On ne sait plus si les procès, du temps de Ouyahia, contre les gestionnaires publics étaient justifiés, même si la presse privée, sans vérifier l'information, s'en était allée «blanchissant» tout le monde alors qu'à longueur de colonnes, elle n'arrêtait pas d'évoquer la corruption qui toucherait les entreprises publiques. Hamrouche, alors Premier ministre, sort une liste de gens ayant bénéficié de terres agricoles alors qu'ils n'en avaient pas droit. Ali Kafi est cité, celui-ci dément et accuse Hamrouche de «manoeuvre» politique. Chadli décide d'arrêter le jeu. Des procès sont sérieusement médiatisés comme celui de Beloucif qui se retrouve seul, abandonné par ses anciens thuriféraires.
Pendant une longue période, les langues étaient en quelque sorte chloroformées, parce que le sujet était tout simplement tabou et n'était évoqué que par les décideurs qui avaient pignon sur pouvoir total, cherchant souvent à fragiliser leurs possibles opposants au sein du pouvoir censé être trop blanc, mais marqué du sceau d'une virginité douteuse. Ainsi, l'absence de transparence et de vie démocratique, engendrant un pouvoir autocratique, constituant une caste de décideurs réels et de privilégiés, se recrutant aussi bien dans certains lieux de l'armée que dans les cercles politiques, va être à l'origine de ce fléau, aujourd'hui tentaculaire. Il aura fallu l'événement majeur d'Octobre 88 pour qu'un exclu du pouvoir, muet comme une carpe du temps où il dirigeait la planification et le gouvernement, dégoupille son explosif des 26 milliards qui fera beaucoup de bruit et de dégâts, mettant, une fois pour toutes, en pièces ce secret de polichinelle et un pouvoir trop opaque, aux yeux d'une population qui s'était attaqué, en connaissance de cause, aux espaces symboliques de la corruption. Le discours autocratique neutralisait paradoxalement l'appareil étatique en le rendant otage de pratiques informelles de pouvoir engendrant de multiples micro-pouvoirs favorisant des pratiques peu orthodoxes bénéficiant d'une tentante immunité tribale, clientéliste ou familiale. L'informel fonctionne comme la négation de l'Etat et l'espace d'un pouvoir fondé sur la tradition orale et n'accordant que trop peu de place à un texte considéré comme une parole verbeuse, servant exclusivement à légitimer un discours préalable.

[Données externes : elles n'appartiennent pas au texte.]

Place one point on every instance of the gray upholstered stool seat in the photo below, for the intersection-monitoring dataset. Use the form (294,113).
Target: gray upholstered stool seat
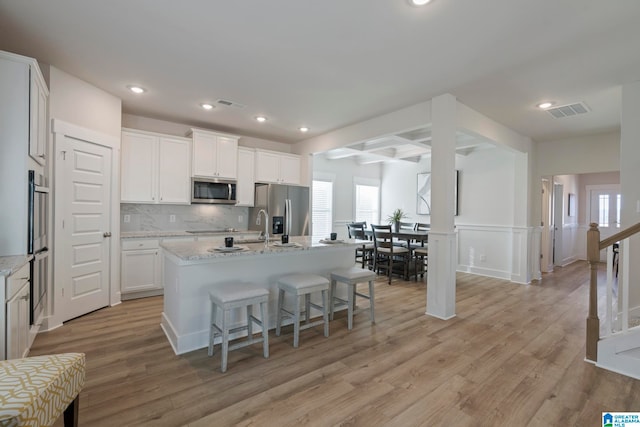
(351,277)
(299,285)
(227,297)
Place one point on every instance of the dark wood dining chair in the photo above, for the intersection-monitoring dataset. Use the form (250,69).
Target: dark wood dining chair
(404,226)
(387,256)
(364,253)
(421,251)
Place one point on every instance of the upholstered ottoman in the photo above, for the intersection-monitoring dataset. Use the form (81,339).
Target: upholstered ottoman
(36,390)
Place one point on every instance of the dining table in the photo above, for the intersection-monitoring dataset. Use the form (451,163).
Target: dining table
(405,234)
(414,239)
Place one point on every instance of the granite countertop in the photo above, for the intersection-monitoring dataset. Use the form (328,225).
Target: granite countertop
(201,251)
(11,264)
(161,233)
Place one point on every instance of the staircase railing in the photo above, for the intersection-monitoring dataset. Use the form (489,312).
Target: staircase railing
(594,246)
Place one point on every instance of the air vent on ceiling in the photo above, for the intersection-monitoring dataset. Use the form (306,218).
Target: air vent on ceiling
(568,110)
(228,103)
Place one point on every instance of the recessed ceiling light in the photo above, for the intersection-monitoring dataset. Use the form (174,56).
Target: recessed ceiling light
(418,2)
(136,89)
(544,105)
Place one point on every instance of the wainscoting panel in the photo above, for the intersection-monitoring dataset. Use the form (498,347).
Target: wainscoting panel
(510,253)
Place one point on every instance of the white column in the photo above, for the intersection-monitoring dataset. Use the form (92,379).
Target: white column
(629,178)
(441,276)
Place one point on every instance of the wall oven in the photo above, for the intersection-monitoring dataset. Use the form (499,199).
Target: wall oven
(37,243)
(213,191)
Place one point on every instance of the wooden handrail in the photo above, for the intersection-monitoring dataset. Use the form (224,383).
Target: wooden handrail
(620,236)
(594,246)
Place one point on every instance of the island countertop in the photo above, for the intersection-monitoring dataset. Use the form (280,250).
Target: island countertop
(192,269)
(184,253)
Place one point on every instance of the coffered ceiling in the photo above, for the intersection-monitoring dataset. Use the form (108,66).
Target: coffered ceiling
(328,64)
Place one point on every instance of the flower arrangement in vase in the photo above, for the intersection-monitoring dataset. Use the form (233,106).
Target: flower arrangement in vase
(395,218)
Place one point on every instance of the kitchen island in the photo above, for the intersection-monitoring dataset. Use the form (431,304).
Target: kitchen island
(191,269)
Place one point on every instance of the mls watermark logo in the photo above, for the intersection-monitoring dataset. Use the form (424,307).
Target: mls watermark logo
(621,419)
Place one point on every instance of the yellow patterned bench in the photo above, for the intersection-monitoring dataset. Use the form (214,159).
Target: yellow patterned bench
(36,390)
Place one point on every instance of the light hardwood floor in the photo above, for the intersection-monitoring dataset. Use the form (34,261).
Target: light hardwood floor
(513,356)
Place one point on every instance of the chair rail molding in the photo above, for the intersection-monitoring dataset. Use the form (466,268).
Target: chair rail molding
(504,252)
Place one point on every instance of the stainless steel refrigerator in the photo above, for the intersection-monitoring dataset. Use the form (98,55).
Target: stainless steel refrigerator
(287,206)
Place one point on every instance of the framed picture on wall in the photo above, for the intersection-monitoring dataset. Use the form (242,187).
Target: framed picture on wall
(423,200)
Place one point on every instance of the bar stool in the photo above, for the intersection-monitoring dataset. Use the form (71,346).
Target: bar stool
(298,285)
(227,297)
(351,277)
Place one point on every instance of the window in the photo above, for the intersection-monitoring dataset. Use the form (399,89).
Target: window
(603,210)
(322,207)
(605,203)
(367,208)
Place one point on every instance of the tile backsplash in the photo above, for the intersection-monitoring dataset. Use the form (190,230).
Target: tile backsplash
(144,217)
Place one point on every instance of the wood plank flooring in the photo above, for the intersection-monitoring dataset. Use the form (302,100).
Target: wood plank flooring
(513,356)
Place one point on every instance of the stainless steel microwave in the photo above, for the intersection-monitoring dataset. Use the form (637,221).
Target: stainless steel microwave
(213,191)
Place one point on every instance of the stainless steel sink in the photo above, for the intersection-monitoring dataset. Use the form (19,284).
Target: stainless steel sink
(224,230)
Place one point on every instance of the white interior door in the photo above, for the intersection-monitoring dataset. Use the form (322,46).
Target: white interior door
(546,239)
(83,209)
(558,216)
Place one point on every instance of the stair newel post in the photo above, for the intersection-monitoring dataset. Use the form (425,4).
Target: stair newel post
(593,323)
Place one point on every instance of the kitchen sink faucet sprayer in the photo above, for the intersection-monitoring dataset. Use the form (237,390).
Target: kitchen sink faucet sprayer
(266,225)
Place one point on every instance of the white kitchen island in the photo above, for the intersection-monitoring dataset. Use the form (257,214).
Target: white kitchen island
(191,269)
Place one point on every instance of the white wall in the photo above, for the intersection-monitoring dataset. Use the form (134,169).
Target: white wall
(486,187)
(399,189)
(486,198)
(629,178)
(344,171)
(77,102)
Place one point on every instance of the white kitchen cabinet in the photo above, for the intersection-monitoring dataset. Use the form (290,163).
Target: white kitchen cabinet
(140,266)
(23,144)
(39,95)
(17,312)
(155,168)
(279,168)
(214,155)
(245,187)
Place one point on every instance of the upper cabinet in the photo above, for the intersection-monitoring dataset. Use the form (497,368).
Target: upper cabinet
(215,155)
(38,117)
(279,168)
(245,188)
(23,144)
(155,168)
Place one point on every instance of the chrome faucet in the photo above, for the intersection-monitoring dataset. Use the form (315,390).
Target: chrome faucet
(266,225)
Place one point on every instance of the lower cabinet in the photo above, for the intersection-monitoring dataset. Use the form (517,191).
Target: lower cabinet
(141,264)
(17,312)
(140,268)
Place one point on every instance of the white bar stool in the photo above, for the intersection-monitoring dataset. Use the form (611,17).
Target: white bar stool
(351,277)
(298,285)
(229,296)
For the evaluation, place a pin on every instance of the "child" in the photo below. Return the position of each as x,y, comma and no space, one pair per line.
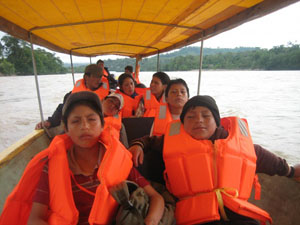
68,182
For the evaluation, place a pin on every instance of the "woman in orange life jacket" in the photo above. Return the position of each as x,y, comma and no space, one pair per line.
131,98
154,96
107,77
92,81
77,168
176,94
209,164
112,105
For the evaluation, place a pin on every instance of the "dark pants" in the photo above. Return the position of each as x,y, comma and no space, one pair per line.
234,219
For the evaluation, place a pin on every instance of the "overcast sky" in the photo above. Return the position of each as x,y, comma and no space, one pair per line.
278,28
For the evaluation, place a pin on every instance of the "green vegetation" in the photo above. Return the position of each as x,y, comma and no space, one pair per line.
277,58
16,59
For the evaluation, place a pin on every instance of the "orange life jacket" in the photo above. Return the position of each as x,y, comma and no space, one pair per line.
102,91
151,104
130,104
105,82
114,168
205,177
136,76
105,73
161,120
115,122
140,91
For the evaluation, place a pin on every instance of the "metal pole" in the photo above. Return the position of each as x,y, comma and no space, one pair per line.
136,67
36,80
200,66
158,66
72,68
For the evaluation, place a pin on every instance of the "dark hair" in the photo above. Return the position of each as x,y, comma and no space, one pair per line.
140,85
130,68
122,77
164,78
177,81
99,61
202,100
87,103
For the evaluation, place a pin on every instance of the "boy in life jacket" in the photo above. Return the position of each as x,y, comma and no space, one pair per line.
92,81
68,182
154,96
107,76
112,106
209,164
131,98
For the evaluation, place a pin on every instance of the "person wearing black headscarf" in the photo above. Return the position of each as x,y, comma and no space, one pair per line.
200,121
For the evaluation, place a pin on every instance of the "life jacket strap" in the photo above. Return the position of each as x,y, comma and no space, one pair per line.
219,192
81,187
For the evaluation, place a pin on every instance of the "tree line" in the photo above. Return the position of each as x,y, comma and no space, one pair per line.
16,59
277,58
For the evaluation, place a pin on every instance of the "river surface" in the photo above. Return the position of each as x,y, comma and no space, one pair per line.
270,100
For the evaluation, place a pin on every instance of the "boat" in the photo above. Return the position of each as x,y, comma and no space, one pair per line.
135,29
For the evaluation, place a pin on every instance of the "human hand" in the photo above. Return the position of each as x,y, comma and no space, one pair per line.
297,172
137,154
150,221
47,124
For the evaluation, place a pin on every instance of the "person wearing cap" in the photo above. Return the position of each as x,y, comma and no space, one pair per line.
176,95
68,182
129,70
107,77
154,96
112,105
92,81
131,98
209,165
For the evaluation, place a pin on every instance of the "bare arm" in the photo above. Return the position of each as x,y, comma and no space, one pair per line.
39,125
38,215
156,208
137,154
143,145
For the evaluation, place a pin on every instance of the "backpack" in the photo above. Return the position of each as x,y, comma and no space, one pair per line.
134,205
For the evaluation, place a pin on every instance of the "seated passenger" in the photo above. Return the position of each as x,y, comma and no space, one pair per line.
92,81
107,77
131,98
61,185
112,105
176,94
154,96
209,164
129,70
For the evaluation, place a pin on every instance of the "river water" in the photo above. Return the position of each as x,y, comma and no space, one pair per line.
268,99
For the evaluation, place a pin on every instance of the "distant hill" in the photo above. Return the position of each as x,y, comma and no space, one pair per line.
206,51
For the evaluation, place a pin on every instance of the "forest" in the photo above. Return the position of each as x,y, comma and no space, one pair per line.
277,58
15,59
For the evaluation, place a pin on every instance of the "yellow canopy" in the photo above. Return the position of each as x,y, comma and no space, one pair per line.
135,28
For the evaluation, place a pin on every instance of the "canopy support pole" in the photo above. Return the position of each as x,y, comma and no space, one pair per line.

Les jeux de la corruption traversent donc toutes les contrées d'un espace administratif et politique, consolidé par la multiplication de nouvelles alliances, surtout familiales, régionales et tribales, se jouant d'une rente pétrolière trop mal prise en charge par les gouvernants successifs se neutralisant continuellement et faisant de l'Algérie un pays où les choses n'ont souvent pas dépassé l'éternel recommencement. Habituée à ces tournantes opérations «anti-corruption» qui émaillent souvent les débuts de règne de tel ou tel président, la population n'y croit plus et écoute un chef du gouvernement ou un ministre de la Justice, s'époumonant à soliloquer, répétant à l'envi que cette fois-ci, c'est la meilleure.